The third instalment of Intercity involves our nation’s capital, Edinburgh, the city of my birth and my primary school years, a place I still spend a lot of time in despite living in Glasgow. In thinking about an Edinburgh street for this series, I went through a few contenders but in the end I chose the street I associate most with Edinburgh, for good or ill. Most people know it as the Royal Mile but I refer to it the same way as the Royal Mail does: the High Street. The High Street, as most Scots could probably tell you, leads from Edinburgh Castle to the Palace of Holyroodhouse, a distance of roughly 1,600 yards, funnily enough. I was in Edinburgh one bright and cold Sunday morning in December and decided to take advantage of the nice weather and the time I had to kill by getting this over and done with. I avoid the High Street as much as possible. It is invariably crowded and saturated in tartan. The best time to give it a bodyswerve is normally August, at the height of the Festival circus, but in recent years, it hasn’t dissipated much across the year, even on a baltic Sunday in December.
I walked up the Esplanade, dodging every second person who had a phone in their hand and every third one of those in selfie mode. Edinburgh Castle isn’t my favourite castle in Scotland, it isn’t even my favourite castle in Edinburgh but to be fair it does look the part. I focused my attention on looking left and right, into the sun towards Arthur’s Seat and the other way across to Fife. As I processed down Castlehill, nearly taking to the road to dodge the phone cameras, I went into psychogeographic mode, appreciating the architecture and quietly observing the masses as they passed. It being December, the kilt count was impressively low, the owner a young blonde guy with a beard. He looked like a tour guide so it was probably work attire. There were a lot of people with tartan somewhere on their person. For once I was one of them, since I was on the way to the football and my Hibs scarf is a tartan one. By the Assembly Hall an older gent was singing, the Skye Boat Song, as it happens, not unpleasantly with an accent which reflected more diverse origins, possibly Cornwall.

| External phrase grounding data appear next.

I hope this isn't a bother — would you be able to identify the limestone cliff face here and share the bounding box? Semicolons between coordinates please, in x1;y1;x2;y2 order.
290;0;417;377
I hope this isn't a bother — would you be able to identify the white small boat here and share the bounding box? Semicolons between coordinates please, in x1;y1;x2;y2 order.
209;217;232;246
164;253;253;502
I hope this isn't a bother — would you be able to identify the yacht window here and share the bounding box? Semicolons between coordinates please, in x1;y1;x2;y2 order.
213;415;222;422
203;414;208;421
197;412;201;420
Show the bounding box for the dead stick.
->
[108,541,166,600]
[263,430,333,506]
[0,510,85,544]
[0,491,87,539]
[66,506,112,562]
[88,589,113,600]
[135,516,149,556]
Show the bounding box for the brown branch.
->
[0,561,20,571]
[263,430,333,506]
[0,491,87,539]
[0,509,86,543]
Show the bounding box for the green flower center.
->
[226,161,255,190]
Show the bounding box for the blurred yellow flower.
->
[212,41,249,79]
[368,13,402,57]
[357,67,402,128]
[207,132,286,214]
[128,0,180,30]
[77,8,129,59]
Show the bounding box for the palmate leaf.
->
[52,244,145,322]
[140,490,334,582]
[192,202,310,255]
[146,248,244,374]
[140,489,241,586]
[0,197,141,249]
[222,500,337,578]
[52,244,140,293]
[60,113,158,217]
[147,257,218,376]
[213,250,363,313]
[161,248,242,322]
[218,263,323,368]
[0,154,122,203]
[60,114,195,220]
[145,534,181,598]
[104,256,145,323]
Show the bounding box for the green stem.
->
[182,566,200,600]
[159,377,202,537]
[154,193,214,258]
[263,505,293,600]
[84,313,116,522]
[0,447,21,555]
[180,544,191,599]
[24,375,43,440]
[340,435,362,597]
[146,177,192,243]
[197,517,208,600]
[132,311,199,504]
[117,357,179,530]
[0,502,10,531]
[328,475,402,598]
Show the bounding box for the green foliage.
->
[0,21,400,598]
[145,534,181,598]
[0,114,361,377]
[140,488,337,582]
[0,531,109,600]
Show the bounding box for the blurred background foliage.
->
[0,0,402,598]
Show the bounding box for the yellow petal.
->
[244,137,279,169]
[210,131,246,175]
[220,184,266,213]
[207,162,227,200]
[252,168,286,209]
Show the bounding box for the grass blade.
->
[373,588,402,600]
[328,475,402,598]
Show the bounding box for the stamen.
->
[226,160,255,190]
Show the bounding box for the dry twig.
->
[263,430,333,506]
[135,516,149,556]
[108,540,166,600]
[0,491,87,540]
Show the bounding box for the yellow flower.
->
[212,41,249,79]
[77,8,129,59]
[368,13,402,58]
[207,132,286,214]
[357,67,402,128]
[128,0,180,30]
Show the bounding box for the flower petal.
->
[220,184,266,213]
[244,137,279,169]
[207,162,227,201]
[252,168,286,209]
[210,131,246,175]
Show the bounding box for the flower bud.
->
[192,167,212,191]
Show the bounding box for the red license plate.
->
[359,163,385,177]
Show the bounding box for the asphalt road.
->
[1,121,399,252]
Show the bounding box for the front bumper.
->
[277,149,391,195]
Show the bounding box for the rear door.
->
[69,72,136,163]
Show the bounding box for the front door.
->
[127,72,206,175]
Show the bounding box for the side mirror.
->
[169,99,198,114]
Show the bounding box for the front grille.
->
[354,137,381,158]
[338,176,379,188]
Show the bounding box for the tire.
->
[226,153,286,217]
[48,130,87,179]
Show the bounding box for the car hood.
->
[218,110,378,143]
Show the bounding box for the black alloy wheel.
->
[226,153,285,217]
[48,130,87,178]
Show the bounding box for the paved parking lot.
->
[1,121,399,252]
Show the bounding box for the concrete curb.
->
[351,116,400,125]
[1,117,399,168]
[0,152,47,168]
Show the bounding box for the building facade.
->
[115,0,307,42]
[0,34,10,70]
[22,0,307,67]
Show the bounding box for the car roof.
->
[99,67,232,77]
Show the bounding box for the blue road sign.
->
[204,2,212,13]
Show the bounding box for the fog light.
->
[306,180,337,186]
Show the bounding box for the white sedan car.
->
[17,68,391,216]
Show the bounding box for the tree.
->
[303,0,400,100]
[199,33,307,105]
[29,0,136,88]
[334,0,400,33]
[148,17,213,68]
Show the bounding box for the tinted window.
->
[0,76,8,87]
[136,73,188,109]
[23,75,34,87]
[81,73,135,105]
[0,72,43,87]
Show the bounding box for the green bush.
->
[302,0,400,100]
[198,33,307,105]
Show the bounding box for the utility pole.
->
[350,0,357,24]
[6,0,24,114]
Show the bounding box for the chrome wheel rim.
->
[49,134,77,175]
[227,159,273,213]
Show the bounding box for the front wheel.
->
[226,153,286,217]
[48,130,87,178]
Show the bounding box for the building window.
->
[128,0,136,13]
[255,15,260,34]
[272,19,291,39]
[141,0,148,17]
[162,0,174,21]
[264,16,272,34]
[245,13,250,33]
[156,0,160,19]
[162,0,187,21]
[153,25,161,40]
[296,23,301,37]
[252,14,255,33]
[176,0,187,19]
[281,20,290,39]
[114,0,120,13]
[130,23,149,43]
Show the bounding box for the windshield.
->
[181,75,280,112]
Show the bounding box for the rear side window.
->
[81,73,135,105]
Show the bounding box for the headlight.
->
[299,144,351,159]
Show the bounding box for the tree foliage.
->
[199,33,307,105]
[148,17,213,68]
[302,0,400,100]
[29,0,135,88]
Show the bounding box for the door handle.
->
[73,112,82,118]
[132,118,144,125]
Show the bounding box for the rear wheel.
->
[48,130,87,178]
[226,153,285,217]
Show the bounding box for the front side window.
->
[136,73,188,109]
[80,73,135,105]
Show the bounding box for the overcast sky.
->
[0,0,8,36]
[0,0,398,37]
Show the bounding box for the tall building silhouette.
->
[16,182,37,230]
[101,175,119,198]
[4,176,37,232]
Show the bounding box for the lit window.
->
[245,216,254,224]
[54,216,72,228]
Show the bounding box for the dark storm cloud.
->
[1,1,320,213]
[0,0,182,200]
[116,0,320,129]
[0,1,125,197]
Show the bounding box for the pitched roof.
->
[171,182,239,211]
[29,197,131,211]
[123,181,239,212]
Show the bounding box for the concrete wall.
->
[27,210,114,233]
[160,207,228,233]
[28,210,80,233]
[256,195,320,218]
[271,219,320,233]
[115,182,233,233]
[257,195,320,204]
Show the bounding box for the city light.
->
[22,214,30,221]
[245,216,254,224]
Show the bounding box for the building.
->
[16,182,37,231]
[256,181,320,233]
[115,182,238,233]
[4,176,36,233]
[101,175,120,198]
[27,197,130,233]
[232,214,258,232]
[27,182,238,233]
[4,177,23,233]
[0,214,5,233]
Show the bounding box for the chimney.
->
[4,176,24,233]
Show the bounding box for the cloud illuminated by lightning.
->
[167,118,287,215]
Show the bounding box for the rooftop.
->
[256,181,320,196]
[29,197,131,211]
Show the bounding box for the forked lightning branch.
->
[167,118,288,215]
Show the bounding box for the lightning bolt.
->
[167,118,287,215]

A few selfies were happening by the David Hume statue. What he would have said about this whole spectacle, I wonder. A quick Google uncovered this quote: “Reading and sauntering and lounging and dosing, which I call thinking, is my supreme Happiness.” Meanwhile I was struck by the sight of a huge Saltire flying over Parliament House. It might even have been bigger than the monstrosity that flies outside Trump Turnberry and that’s saying something, an unusually ostentatious gesture from Edinburgh’s legal establishment. I looked fleetingly at the Adam Smith statue further down and longer at the City Chambers and the buildings around it which house City Council offices with their fine carvings and features. As I walked further down I paused frequently to look at the many informative plaques, including one marking part of the Elsie Inglis heritage trail, and the many showy older buildings on that stretch of the High Street, stopping longest by John Knox House.
I find the part of the High Street furth of the World’s End pub most interesting, mostly because it is lived in and not as touristy. Mostly, for since my last trip down there, offices belonging to the homelessness charity Streetwork had turned into a hotel. (Streetwork does also have premises on South Bridge and near Holyrood, incidentally, but the irony was not missed.) The High Street is what a lot of people associate Scotland with and it leaves me slightly nauseous. It is one facet, one very commercialised part of a much more nuanced picture that also includes Govanhill, Ferguslie, Raploch, Lochee and many other places. This might have occurred to the architects of the Scottish Parliament, an institution which makes much of being closer to its electorate than many other legislatures. I often like to read the quotes on the Canongate Wall by the Parliament and on this occasion one from Mary Brooksbank felt most apposite:
‘Oh, dear me, the warld’s ill-divided,
Them that work the hardest are aye wi’ least provided,
But I maun bide contented, dark days or fine,
But there’s no much pleasure livin’ affen ten and nine.’
I think I was also grumpy because I had clocked a Celtic scarf being sold outside a tartan shop but gratifyingly a Hibs one was also there. My walk down the Canongate had included encountering a man with his arm around the Robert Fergusson statue, deep in selfie mode, and passing the traditional Royal Mile Primary School, a sense of a community in these surroundings, a day-to-day beyond the hype.
Psychogeography interests me because it involves looking at the urban in greater depth, looking beyond the obvious. Edinburgh is a city of hidden depths, a mad God’s dream, to quote Hugh MacDiarmid, a place which combines wealth and poverty, substance and lots of stories and legends barely skating the surface of what actually happened. The High Street is the Royal Mile, some bits the Lawnmarket, others the Canongate. In one street it conveys a lot of how people see our country, tartan, historic, romantic. Scotland is all of these things but many more besides, to be experienced by walking on and beyond this street, this city, this coast sometimes. Life is beyond.